①A 夫婦それぞれが結婚前から有していた個人財産は、そのまま個人財産であり続ける。

①B 夫婦それぞれが結婚後に個人で取得した財産は、そのまま個人財産であり続ける。

 ①B 例)自分の親から相続した財産

②A 結婚後に夫が働いて得た給与賃金は、夫の名義になる。

②B 結婚後に妻が従事する家事労働は、無償となる。

②C 離婚時の財産分与にあたってはじめて、妻は、夫が結婚後に働いて得た給与賃金について、原則2分の1の価額を、受け取ることができる。

 ※ ②Cの趣旨。夫が結婚後に働いて得た給与賃金(②A)は、妻の無償家事労働(②B)があってはじめて得ることができた財産である。従って、夫の名義ではあっても、実質は夫婦の共有財産であったものとして扱う。

③ 夫が妻よりも先に死亡した場合、妻は、夫の①ABと②Aとを合算した金額(つまり遺産総額)から、原則2分の1以上の価額を、受け取ることができる。

③補足 妻が夫よりも先に死亡した場合には、妻は、②Cに当たる財産も、③に当たる財産も、何も得ることができない。妻の家事労働については、生涯無償、ということになる。

2 問題状況

 上記1の各項目から考えて、専業主婦は、その活動について、下記の制約を受けることになっているようです。

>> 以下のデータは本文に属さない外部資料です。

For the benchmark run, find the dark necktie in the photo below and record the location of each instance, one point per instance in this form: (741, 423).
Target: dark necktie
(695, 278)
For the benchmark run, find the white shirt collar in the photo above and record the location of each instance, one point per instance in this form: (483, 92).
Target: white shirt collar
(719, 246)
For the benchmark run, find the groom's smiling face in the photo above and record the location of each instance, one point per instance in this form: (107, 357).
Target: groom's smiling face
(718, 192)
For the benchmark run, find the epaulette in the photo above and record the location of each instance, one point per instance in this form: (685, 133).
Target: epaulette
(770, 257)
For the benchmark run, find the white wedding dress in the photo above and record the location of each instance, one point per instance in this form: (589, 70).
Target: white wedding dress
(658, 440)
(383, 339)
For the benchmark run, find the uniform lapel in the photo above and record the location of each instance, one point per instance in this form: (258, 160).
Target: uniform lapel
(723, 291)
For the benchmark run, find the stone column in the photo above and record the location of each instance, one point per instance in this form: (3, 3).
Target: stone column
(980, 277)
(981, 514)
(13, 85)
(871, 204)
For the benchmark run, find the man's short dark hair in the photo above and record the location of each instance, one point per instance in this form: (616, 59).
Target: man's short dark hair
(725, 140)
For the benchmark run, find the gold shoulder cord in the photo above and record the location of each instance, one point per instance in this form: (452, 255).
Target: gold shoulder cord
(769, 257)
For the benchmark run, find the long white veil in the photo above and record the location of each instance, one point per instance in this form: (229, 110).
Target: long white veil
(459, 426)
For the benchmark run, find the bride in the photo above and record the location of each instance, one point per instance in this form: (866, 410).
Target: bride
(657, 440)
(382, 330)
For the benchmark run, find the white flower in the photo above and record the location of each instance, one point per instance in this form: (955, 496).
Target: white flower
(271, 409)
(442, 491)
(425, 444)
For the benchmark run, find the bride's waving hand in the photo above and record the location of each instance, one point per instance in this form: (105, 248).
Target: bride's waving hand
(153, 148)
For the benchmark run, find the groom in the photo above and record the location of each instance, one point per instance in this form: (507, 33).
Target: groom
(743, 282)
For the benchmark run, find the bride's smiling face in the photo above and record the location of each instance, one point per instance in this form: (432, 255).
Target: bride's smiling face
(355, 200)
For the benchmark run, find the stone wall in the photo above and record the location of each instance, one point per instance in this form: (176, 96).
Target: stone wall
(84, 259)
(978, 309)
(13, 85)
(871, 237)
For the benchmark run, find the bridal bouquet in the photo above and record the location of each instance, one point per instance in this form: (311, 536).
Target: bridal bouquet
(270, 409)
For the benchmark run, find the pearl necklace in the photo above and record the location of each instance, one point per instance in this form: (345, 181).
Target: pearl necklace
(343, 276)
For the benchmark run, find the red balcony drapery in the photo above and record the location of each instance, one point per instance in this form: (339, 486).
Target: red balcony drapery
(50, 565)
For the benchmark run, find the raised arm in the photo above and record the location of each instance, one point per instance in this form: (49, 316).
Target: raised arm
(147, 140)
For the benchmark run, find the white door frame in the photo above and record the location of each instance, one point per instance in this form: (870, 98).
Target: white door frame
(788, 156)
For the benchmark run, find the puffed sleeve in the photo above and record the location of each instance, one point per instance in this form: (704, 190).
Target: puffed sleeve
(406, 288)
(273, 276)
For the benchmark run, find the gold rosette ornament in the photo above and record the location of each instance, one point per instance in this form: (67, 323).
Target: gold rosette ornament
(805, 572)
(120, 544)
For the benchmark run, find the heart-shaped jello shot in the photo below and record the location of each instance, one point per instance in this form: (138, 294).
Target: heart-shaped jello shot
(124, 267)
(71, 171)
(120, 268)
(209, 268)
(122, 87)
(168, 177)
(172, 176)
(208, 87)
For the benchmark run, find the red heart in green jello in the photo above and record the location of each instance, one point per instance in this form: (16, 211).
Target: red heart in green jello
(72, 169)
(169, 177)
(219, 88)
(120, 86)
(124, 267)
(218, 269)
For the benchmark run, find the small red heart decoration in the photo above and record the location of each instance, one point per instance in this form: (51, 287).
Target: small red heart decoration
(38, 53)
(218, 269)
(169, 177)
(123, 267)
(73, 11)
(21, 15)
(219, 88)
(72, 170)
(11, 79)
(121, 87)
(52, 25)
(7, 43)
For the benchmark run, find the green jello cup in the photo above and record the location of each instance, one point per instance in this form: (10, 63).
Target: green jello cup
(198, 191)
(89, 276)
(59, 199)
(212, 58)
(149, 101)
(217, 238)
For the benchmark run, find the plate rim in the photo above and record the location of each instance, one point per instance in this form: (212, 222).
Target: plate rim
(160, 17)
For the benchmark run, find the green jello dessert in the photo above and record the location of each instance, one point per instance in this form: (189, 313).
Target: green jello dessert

・ 自分の自由に使えるお金が増えていかない(②A・②B)

・ 離婚が成立して、財産分与が成立するまで、自分の家事労働に対する報酬を受けることができない(②C)

 ※ それまでの生活資金を、どのように工面するのか、ということも、問題になるでしょう。

・ 結婚生活を維持した場合、夫が死亡するほど高年齢化するまで、自分の労働に対する報酬を受けることができない(③)

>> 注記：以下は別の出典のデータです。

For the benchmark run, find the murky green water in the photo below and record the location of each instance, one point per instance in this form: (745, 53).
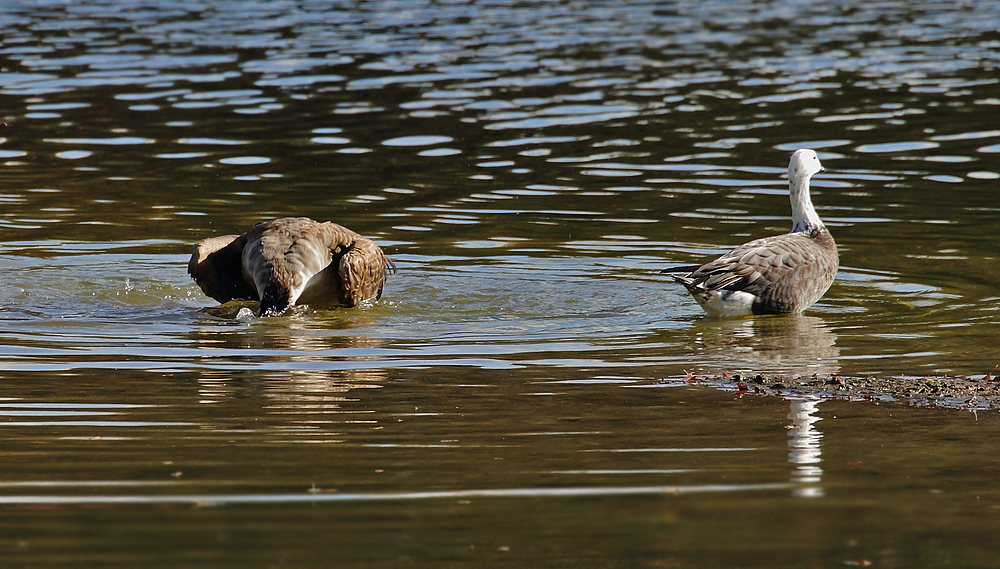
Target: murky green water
(511, 401)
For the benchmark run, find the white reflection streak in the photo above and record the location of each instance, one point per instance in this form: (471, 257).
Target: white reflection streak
(223, 499)
(805, 451)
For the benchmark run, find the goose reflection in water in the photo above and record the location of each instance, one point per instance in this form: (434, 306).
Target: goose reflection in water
(806, 453)
(798, 344)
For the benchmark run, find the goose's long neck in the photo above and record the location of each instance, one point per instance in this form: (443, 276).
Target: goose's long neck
(804, 216)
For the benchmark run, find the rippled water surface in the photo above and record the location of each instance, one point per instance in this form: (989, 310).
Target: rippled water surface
(516, 396)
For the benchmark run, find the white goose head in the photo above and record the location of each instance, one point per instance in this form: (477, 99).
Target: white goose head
(801, 167)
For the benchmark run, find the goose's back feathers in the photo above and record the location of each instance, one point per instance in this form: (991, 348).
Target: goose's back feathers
(292, 261)
(782, 274)
(774, 275)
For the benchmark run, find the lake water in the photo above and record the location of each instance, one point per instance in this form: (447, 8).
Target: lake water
(516, 398)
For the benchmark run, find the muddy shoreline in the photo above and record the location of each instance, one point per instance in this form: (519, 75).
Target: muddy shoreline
(968, 393)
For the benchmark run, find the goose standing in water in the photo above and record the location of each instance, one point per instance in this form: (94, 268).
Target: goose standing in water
(783, 274)
(289, 261)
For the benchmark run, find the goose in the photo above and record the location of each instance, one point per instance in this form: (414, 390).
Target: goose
(782, 274)
(289, 261)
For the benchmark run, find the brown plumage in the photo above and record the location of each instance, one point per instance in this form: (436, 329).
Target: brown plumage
(783, 274)
(289, 261)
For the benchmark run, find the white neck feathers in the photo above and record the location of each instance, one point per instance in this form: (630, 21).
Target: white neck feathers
(801, 167)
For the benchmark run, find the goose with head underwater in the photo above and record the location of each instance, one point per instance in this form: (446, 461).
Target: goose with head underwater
(782, 274)
(290, 261)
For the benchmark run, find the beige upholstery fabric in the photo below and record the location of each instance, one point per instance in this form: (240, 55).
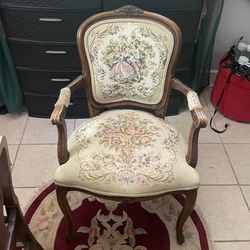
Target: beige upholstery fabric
(64, 97)
(127, 153)
(128, 59)
(193, 100)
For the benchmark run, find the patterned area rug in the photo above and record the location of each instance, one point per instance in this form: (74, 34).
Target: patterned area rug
(148, 225)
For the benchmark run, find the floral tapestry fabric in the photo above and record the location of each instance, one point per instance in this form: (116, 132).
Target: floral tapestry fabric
(126, 151)
(128, 60)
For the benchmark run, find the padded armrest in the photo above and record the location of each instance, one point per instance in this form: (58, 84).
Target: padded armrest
(193, 100)
(64, 97)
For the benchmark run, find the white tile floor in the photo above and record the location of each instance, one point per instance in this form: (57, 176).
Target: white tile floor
(224, 167)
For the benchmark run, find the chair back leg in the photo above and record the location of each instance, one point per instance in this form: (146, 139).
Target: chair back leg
(191, 196)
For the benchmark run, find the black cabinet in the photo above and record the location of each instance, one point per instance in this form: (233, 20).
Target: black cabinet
(42, 37)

・ 自分が夫よりも先に死亡した場合には、最後まで、自分の労働に対する報酬を受けることができない(③補足)

 個人的に、更に下記2点を補足します。

・ 子育てしながらの勤務継続の難しさ ⇒ 専業主婦になる方向へ

・ 子育てしながらの再就職の難しさ ⇒ 専業主婦になる方向へ

3 夫婦共有財産制度

 1970年代、民法改正提案において、夫婦共有財産制度の導入が、話題に上ったことがあったそうです。
 「様々な立法的な手当てが必要となるため、この方針は断念された」。
 どのような制度だったのでしょうか。現行制度のなかでも、同様の財産関係を、個別の夫婦の間での合意によって、築くことはできないでしょうか。個人的に興味深い問題です。

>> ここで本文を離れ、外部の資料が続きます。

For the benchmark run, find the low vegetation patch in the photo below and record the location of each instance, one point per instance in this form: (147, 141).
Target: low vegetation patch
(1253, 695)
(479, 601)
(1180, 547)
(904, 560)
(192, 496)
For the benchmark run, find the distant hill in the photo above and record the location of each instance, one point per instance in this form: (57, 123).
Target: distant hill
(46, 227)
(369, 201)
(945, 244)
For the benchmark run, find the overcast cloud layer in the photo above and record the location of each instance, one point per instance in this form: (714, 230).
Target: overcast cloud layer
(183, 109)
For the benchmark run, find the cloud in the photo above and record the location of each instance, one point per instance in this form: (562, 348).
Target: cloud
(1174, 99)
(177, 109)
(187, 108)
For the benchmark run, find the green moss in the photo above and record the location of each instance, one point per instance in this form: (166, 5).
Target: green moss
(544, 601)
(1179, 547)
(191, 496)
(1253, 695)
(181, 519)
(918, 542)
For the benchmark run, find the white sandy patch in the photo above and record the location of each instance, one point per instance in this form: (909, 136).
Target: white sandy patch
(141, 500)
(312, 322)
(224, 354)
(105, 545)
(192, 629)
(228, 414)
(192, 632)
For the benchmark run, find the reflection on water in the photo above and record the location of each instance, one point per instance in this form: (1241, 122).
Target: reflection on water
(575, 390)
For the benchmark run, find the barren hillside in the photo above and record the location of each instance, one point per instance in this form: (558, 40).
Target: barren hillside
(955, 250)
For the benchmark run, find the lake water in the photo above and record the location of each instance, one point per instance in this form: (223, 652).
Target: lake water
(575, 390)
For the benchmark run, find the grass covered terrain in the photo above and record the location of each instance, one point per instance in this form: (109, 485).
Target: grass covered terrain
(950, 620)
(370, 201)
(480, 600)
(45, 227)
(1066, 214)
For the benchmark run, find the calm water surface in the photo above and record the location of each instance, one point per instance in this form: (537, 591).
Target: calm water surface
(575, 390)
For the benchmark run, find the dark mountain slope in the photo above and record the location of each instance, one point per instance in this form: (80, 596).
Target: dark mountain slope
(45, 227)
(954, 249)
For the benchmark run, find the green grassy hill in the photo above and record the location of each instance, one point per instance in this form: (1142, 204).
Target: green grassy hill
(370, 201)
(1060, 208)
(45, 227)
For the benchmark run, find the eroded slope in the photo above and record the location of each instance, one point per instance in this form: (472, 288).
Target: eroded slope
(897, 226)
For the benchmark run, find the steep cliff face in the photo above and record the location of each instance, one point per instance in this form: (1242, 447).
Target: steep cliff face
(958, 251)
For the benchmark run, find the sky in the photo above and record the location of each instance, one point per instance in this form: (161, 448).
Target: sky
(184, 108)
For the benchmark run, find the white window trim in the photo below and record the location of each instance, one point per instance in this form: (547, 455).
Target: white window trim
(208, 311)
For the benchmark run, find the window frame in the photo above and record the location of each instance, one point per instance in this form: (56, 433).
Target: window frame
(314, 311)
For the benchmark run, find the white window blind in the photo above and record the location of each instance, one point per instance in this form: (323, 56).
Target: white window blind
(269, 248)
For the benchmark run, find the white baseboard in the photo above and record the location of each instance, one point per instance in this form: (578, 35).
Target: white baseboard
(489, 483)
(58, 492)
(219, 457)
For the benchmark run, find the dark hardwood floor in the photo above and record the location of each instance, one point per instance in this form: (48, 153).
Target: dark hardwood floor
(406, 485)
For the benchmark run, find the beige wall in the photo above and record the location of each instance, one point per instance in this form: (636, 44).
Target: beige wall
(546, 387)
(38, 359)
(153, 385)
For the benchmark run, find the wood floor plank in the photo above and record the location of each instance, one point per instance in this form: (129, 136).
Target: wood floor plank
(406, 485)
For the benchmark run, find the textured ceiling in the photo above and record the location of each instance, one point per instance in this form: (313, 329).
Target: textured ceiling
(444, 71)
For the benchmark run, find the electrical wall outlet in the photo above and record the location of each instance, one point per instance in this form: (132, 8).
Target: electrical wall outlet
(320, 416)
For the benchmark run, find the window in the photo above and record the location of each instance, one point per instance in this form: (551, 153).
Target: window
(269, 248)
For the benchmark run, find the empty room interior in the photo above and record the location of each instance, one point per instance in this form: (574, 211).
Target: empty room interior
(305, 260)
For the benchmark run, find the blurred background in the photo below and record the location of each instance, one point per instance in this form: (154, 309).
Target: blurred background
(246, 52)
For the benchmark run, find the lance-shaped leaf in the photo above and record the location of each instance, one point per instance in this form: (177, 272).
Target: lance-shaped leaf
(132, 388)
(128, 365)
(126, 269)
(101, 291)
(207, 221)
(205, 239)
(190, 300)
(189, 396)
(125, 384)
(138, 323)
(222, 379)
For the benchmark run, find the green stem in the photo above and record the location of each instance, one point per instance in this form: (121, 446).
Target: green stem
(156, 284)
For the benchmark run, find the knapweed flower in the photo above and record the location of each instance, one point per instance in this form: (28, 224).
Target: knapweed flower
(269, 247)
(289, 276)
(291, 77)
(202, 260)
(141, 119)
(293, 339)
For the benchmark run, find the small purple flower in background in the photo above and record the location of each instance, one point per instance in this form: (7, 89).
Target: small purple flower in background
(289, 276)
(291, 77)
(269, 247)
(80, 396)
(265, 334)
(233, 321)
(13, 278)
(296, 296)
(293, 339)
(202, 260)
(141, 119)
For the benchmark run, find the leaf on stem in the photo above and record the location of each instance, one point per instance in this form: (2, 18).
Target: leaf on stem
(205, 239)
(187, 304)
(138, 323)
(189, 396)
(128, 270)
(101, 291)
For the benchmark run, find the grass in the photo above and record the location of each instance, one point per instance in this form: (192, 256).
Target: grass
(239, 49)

 以上、「専業主婦の財産制度」をテーマとした、覚え書きでした。

 ※ なお、また別な問題として、これら2冊においては、「扶養制度」について、その内容、そして家族法の体系のなかでの位置づけの不明確さに関しても、指摘がありました。
 この指摘に関連して、個人的に、いままで、成年後見業務において、扶養制度と成年後見制度との関係について、悩ましい問題の出てくることが、ままありましたので、今回の読書を通じて、扶養制度について学習する必要を、あらためて感じました。